As an example of what I mean by “messiness”, while waiting for a reply from the author of a particular program regarding its output format, I spent part of the day reverse engineering it. This reverse engineering consisted of creating a series of mock datasets and seeing what the code spit out given these as input. Since I knew very well what it should spit out given the mock data, I could figure out how to interpret its output. I’m in the process of confirming my inferences with the author of the program but while waiting for this confirmation I can get on with my work.
But this brings me to the real point of this post: what is to be done? Data provenance is the overarching issue, and I am of the opinion that any series of results should be able to be re-generated quickly (as measured in scientist-time not computer-time) based solely on meta-data provided–and this is the key point–as part of the results themselves. A few simple guiding principles can go a long way toward achieving this goal.

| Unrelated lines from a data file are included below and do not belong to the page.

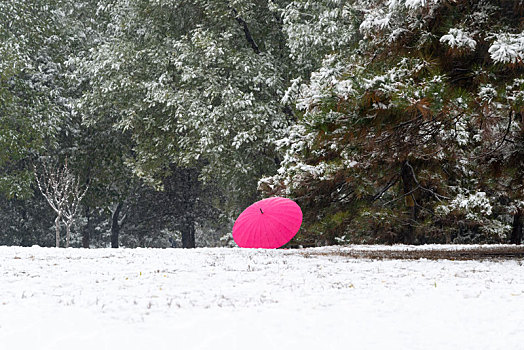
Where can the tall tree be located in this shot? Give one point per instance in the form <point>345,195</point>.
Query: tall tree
<point>385,148</point>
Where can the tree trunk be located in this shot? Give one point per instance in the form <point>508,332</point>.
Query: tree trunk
<point>57,231</point>
<point>516,232</point>
<point>115,227</point>
<point>86,234</point>
<point>68,233</point>
<point>406,173</point>
<point>188,234</point>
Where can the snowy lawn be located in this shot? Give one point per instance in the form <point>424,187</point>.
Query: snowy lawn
<point>255,299</point>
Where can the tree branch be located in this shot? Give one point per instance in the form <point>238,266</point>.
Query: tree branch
<point>247,32</point>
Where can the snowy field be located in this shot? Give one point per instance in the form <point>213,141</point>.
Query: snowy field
<point>254,299</point>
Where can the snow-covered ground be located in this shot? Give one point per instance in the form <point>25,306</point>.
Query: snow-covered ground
<point>254,299</point>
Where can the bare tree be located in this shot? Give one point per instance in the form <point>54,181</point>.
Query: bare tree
<point>62,190</point>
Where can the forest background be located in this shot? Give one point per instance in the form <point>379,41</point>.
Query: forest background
<point>154,123</point>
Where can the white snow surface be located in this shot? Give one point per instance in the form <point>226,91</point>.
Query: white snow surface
<point>220,298</point>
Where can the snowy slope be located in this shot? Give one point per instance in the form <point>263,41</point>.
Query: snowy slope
<point>254,299</point>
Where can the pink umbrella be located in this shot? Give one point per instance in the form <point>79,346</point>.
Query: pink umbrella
<point>269,223</point>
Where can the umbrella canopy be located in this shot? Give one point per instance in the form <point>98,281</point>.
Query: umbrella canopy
<point>269,223</point>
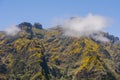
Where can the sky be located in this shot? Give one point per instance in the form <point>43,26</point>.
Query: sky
<point>14,12</point>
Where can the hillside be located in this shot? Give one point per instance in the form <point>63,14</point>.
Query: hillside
<point>47,54</point>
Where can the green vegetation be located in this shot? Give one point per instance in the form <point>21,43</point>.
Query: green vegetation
<point>39,54</point>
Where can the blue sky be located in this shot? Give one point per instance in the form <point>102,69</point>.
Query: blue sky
<point>45,11</point>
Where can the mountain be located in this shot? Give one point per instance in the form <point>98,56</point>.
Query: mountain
<point>35,53</point>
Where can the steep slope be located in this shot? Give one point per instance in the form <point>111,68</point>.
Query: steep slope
<point>38,54</point>
<point>22,58</point>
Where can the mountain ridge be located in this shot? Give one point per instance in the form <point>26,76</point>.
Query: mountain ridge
<point>35,53</point>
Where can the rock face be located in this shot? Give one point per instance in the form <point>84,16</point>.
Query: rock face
<point>39,54</point>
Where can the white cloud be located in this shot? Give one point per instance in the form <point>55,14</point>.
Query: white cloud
<point>12,31</point>
<point>85,26</point>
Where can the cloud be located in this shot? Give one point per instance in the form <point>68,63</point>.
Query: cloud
<point>85,26</point>
<point>12,31</point>
<point>100,37</point>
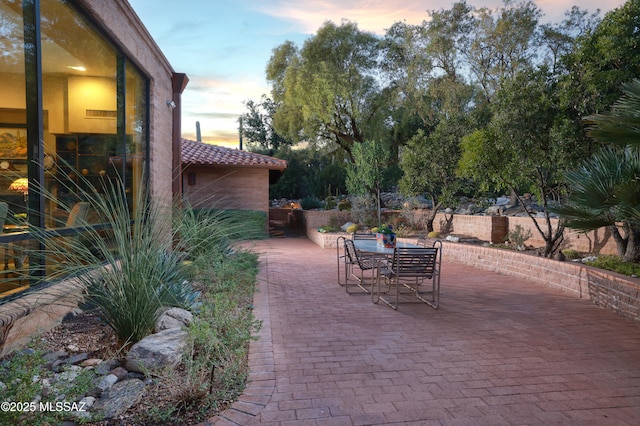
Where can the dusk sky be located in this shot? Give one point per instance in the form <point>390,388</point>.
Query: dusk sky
<point>224,46</point>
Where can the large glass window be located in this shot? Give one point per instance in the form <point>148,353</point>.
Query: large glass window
<point>93,122</point>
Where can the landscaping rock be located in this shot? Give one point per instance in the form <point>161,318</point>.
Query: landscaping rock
<point>157,350</point>
<point>119,398</point>
<point>77,359</point>
<point>174,318</point>
<point>106,366</point>
<point>91,362</point>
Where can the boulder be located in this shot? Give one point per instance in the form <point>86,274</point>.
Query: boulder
<point>119,398</point>
<point>157,350</point>
<point>174,318</point>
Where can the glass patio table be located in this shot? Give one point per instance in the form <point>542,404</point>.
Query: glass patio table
<point>372,247</point>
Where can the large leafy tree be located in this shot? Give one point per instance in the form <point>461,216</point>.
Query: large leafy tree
<point>369,171</point>
<point>517,150</point>
<point>257,126</point>
<point>327,92</point>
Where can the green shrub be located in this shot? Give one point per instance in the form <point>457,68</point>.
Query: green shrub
<point>519,236</point>
<point>23,372</point>
<point>310,203</point>
<point>615,264</point>
<point>344,205</point>
<point>571,254</point>
<point>329,203</point>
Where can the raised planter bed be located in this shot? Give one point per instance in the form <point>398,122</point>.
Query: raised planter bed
<point>610,290</point>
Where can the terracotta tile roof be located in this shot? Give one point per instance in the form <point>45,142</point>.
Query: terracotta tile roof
<point>204,154</point>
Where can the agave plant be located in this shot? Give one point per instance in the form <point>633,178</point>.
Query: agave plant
<point>133,264</point>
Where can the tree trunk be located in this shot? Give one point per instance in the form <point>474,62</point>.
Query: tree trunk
<point>632,253</point>
<point>513,199</point>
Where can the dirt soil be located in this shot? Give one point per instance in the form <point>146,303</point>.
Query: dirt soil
<point>86,332</point>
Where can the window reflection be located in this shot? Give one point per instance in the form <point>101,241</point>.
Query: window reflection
<point>87,140</point>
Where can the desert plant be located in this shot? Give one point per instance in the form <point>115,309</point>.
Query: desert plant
<point>329,203</point>
<point>310,203</point>
<point>616,264</point>
<point>344,205</point>
<point>214,364</point>
<point>571,254</point>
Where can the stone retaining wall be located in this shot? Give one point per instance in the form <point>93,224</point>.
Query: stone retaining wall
<point>618,293</point>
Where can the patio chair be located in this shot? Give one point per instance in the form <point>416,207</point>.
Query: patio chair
<point>363,236</point>
<point>356,264</point>
<point>341,256</point>
<point>408,270</point>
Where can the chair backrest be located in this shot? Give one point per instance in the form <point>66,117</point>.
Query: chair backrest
<point>363,236</point>
<point>416,262</point>
<point>350,251</point>
<point>77,214</point>
<point>4,209</point>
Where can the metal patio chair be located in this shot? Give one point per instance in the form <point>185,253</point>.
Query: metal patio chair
<point>356,265</point>
<point>344,267</point>
<point>406,274</point>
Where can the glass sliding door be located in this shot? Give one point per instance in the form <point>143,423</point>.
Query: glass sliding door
<point>91,129</point>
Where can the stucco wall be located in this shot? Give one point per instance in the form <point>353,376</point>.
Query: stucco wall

- In the absence of a well defined standard, it’s the individual scientist’s/consortium’s responsibility to define and actively use an organized meta-data standard.
- If it’s not open source it’s not science.
- A snapshot of the source code used to generate results should be given/pointed to when the results are presented.
- Minimizing reproduction time is an integral part of science.
- Principles 1-4 should be actively be encouraged, nay demanded, by funding agencies, program heads, and research advisors.